Le peuple décide de brûler l'effigie de M. de Brienne, mais cette manifestation tourne vite à l'émeute. Revenant de dîner de chez leur ami Réveillon, fabricant de papiers peints, le célèbre écrivain Restif de la Bretonne et sa fille Ingénue s'y trouvent mêlés et sont séparés lors de la charge du guet.

Ingénue est raccompagnée chez elle par le comte d'Artois qui lui manifeste un grand intérêt dont elle ne se soucie guère. Il faut dire que son coeur est pris par Christian, un jeune homme qui ose enfin demander sa main à son père. Seulement Restif, par conviction, ne mariera sa fille qu'à un ouvrier ou à un marchand. Or, Christian est en fait le comte Obinska, page du comte d'Artois. Désespéré, avec l'envie de mourir, il se dirige vers l'émeute. Grièvement blessé à la jambe, il est amené par Danton à Marat qui le contraint à l'immobilité avant de reconnaître avec stupeur en la mère du jeune homme, sa belle et froide polonaise...

Pendant ce temps, Auger, homme de confiance du comte d'Artois, essaye par tous les moyens de livrer Ingénue à son maître, mais sans succès. Le prince, mécontent de son incapacité, le renvoie donc. Feignant le repentir, Auger, avec l'aide d'un prêtre, se réconcilie avec Restif et Ingénue, se fait embaucher par Réveillon, et se comporte de telle façon que sa demande de mariage avec Ingénue est acceptée. En effet celle-ci, ignorant la blessure de Christian et son impossibilité de bouger, prend son silence pour une rupture.

Le soir des noces, Auger, tout fier, offre sa place dans le lit nuptial au comte d'Artois. Reconnu par Ingénue, celui-ci bat en retraite sous les yeux indignés de Christian, convalescent, qui vient enfin de trouver le nouveau domicile de sa bien-aimée... Après explications, les deux hommes se réconcilient et le prince prend à coeur cet amour.

Ingénue, outrée et furieuse de l'attitude de son mari, le repousse et trouve dans la conversation de Christian un répit à ses malheurs. Auger se lance alors dans la politique en faisant élire Réveillon pour les états généraux. Mais comme celui-ci oublie de le remercier, il se venge en colportant les préjugés de son patron dans le peuple. Une émeute s'en suit qu'il met à profit pour voler la caisse et mettre le feu à la maison.

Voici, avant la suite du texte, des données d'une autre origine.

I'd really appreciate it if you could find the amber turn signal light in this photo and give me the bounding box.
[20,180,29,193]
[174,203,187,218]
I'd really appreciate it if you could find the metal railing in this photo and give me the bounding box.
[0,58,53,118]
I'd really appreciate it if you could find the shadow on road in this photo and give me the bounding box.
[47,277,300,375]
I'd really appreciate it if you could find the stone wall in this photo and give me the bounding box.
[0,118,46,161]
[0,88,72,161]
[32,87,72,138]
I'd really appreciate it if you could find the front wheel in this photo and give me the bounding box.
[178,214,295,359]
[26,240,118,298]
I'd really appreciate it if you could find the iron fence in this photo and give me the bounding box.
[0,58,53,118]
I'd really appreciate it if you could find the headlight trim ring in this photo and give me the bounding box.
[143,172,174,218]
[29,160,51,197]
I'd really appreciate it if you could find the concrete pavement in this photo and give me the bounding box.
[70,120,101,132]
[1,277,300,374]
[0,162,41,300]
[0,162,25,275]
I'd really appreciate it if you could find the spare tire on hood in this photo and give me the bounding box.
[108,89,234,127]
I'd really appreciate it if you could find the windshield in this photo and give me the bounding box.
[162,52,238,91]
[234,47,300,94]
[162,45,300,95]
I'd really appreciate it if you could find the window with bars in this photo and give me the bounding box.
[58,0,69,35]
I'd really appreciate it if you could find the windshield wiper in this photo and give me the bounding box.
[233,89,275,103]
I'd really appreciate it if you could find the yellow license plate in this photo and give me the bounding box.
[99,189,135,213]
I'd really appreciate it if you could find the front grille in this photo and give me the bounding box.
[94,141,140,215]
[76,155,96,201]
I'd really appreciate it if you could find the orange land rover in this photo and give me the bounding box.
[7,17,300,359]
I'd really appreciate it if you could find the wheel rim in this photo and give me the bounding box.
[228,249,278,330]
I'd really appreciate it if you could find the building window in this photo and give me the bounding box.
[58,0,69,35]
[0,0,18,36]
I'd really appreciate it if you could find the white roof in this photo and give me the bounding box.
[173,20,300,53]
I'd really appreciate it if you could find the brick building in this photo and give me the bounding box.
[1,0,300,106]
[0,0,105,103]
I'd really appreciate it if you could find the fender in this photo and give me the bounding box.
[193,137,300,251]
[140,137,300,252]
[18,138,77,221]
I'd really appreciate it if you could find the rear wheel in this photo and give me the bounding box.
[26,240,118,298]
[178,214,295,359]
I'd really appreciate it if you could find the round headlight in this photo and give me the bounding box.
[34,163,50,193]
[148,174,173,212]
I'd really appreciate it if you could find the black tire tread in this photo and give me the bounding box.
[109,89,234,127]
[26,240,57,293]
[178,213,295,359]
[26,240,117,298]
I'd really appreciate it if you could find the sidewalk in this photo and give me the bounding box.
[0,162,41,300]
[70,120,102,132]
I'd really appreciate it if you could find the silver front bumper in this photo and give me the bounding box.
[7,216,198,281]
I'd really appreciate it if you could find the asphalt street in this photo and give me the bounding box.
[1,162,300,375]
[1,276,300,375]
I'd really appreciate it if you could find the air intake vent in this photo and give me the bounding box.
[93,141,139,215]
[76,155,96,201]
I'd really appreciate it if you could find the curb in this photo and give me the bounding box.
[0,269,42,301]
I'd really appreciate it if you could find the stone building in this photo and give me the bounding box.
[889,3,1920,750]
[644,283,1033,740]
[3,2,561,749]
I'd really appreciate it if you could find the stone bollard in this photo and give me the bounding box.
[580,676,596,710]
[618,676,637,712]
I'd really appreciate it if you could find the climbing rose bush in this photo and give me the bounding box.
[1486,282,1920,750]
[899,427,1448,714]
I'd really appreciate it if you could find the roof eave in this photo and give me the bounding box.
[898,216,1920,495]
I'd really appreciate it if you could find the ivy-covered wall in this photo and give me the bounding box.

Surpris par Ingénue, il n'a d'autres choix que de la poignarder.

Heureusement, Ingénue est sauvée in extremis par Christian qui, aidé par le comte d'Artois, la fait soigner. Après avoir fait connaître la vérité à son père, elle dénonce Auger qui est arrêté, jugé et pendu.

Cinq ans après, nous retrouvons ensuite toute la famille Obinska   en Pologne où elle coule des jours heureux alors que Restif est resté à Paris.

Analyse C'est dans une oeuvre de Restif de la Bretonne(1734-1806) Ingénue de Saxancour ou la femme séparée dans lequel l'écrivain raconte la vie de sa fille aînée Agnès avec son époux Charles-Marie Auger, que Dumas a puisé le sujet de ce roman. Il a retenu surtout le nom d'Ingénue dont il a fait une jeune fille pure et d'une chasteté à toute épreuve (alors que la fille de Restif était loin de l'être) et a pris son mariage malheureux pour bâtir son intrigue imaginaire.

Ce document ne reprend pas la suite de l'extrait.